Thursday, May 15, 2008
An Amazing Man Portrayed by a Master
Tracy Kidder's book Mountains Beyond Mountains is an upclose look at Dr. Paul Farmer: physician, anthropologist, public health expert, and friend of Haiti and the rest of the developing world. Kidder has the skill of bringing the reader into his subject's world with the power, skill, and many of the tools of the novelist. There is a recent interview in the Huffington Post about Mountains Beyond Mountains (several years after its publication. This is a book that will continue to have a very long tail, I believe) where Mark Klempner quotes Kidder: "A priest friend of mine who once said to me, "When you cross the path of a certain kind of person, you ought to really pay attention."" And this also summarizes the way I felt about the experience of reading Mountains. It was a a moving experience where the reader gets close to a singular vision to healing, doctoring, that has resulted with his organization Partners in Health making an impact on the world.
Mountains explores both the stories of Farmer and Partners in Health. PIH was able to create the method and find the means of treating multi-drug resistant TB and pioneered efforts to give drug treatment to AIDS patients in Haiti when such an approach was unpopular and deemed a waste of time.
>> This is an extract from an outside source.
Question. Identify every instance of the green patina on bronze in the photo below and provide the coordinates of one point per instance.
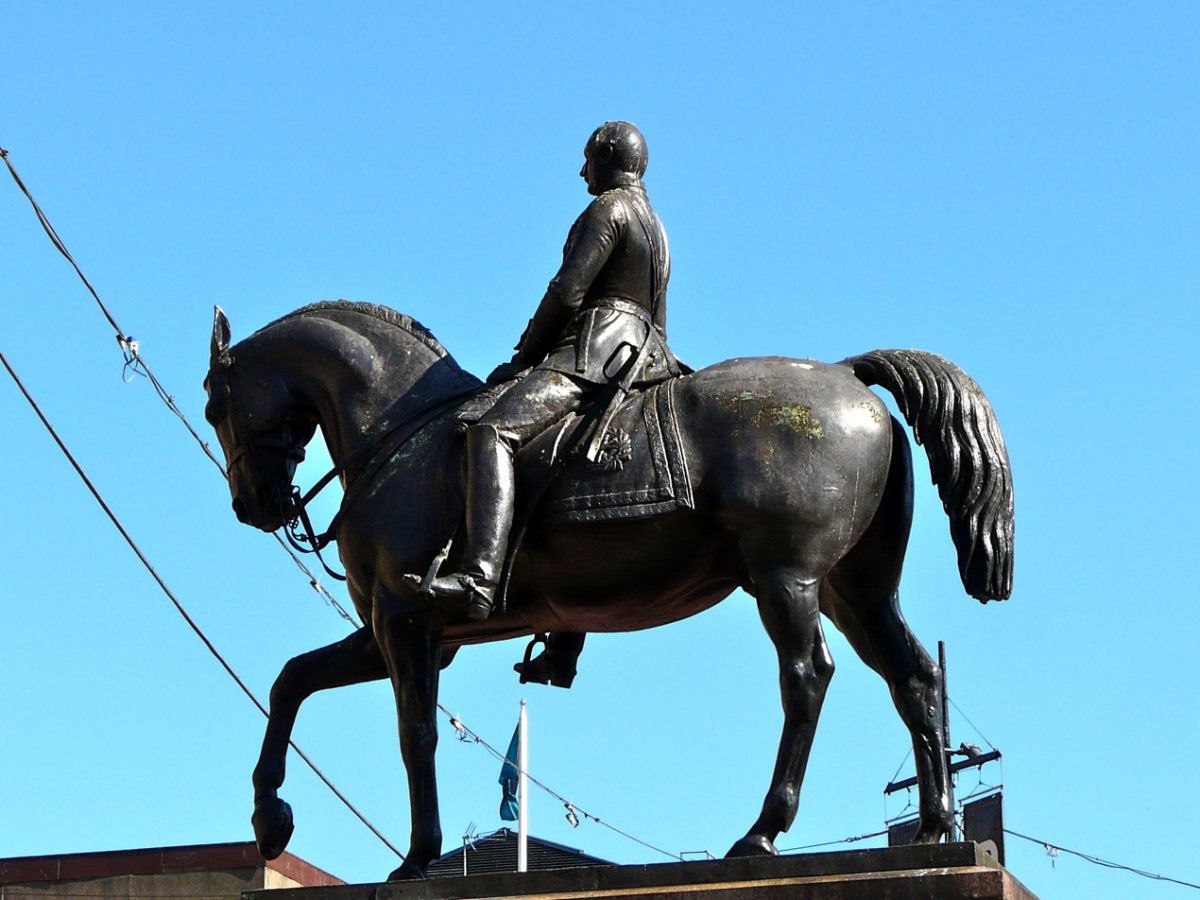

The small efforts of Partners In Health have led to acceptance of their methods by the world health community at large.

I was surprised how riveted I was with a book that is basically about eliminating infectious disease and poverty. I give a lot of the credit to Kidder and his way of getting into his subject. But the credit has to also be given to this extraordinary person. In the four years since the book has come out, Partners in Health has expanded their work, partly due to the exposure Kidder has given them. According to the May 4 CBS 60 Minutes profile on Paul Farmer, PIH's budget is now $50 million (but how many movies are made with more than that?) with more workers and more countries being served. PIH's model of community health workers doing follow-up has begun in the United States.
What makes Farmer run? Partly it is his dedication to what sounds like a basic and fundamental premise for. He told 60 Minutes "Everybody should have access to medical care. And it shouldn't be such a big deal."